The second access time is [Finished in 0.2 s].
It can be seen that the urllib module of python is cached.
A typical example of urllib/2 usage
The code is as follows:
Import urllib2
Import cookielib
Import urllib
Class Hi_login:
Def _ init _ (self ):
Cookie = cookielib. CookieJar ()
Self. cookie = urllib2.HTTPCookieProcessor (cookie) ##### generate cookie ###
Def login (self, user, pwd ):
Url = 'http: // passport.baidu.com /? Login'
Postdata = urllib. urlencode ({
'Mem _ pass': 'on ',
'Password': pwd
'Submit ':'',
'Tpl ': 'sp ',
'TP _ reg ': 'sp ',
'U': 'http: // hi.baidu.com ',
'Username': user })
### Proxy_support = urllib2.ProxyHandler ({"http": "http: // ahad-haam: 3128"}) and then add it to the opener method ####
Opener = urllib2.build _ opener (self. cookie) ### use cookie ###
Headers = {####### dict structure, which can be added to x-forward-for or refer #######
'User-Agent': 'mozilla/5.0 (Windows; U; Windows NT 6.1; en-US; rv: 1.9.1.6) Gecko/20091201 Firefox/3.5.6 '}
Urllib2.install _ opener (opener)
Request = urllib2.Request (url, urllib. urlencode (postdata), headers = headers)
Urllib2.urlopen (request)
If _ name __= = '_ main __':
Pwd = '000000'
User = 'xiafu'
Test = Hi_login ()
Test. login (user, pwd)
If you access a page that requires authentication, such as the nagios monitoring page,
The code is as follows:
Import urllib2
Password_mgr = urllib2.HTTPPasswordMgrWithDefaultRealm ()

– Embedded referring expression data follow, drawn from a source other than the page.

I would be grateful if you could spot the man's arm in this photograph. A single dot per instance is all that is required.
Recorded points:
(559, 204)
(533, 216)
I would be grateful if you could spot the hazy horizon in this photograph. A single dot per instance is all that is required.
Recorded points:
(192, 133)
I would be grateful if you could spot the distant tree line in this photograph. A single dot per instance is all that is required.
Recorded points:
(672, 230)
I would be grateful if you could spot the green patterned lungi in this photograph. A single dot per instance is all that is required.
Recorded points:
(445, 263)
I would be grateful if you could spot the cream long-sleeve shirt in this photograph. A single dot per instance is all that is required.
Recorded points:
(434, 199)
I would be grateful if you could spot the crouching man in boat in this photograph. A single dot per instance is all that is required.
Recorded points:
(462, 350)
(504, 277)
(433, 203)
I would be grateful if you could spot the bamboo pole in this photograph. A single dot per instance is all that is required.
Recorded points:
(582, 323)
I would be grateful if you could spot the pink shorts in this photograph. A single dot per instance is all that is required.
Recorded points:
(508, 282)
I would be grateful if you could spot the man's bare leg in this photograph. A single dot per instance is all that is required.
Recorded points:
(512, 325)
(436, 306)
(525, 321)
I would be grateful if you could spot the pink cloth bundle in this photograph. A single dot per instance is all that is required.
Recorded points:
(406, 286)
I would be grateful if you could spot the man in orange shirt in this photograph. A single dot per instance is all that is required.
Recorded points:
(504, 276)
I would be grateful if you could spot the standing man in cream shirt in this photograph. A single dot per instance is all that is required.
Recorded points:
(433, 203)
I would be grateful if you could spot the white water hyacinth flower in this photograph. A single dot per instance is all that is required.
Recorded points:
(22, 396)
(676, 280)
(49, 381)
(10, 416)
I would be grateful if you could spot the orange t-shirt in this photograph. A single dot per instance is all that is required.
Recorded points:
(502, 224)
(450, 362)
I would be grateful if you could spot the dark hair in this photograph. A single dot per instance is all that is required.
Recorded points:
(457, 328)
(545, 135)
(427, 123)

Url = "http://202.1.x.y/nagios"
Password_mgr.add_password (None, url, user = 'abc', passwd = 'xxxxxx ')
Handler = urllib2.HTTPBasicAuthHandler (password_mgr)
Opener = urllib2.build _ opener (handler)
Urllib2.install _ opener (opener)
F = urllib2.urlopen (url)
Print f. code
The error 200 is returned.
I hope this article will help you with Python programming.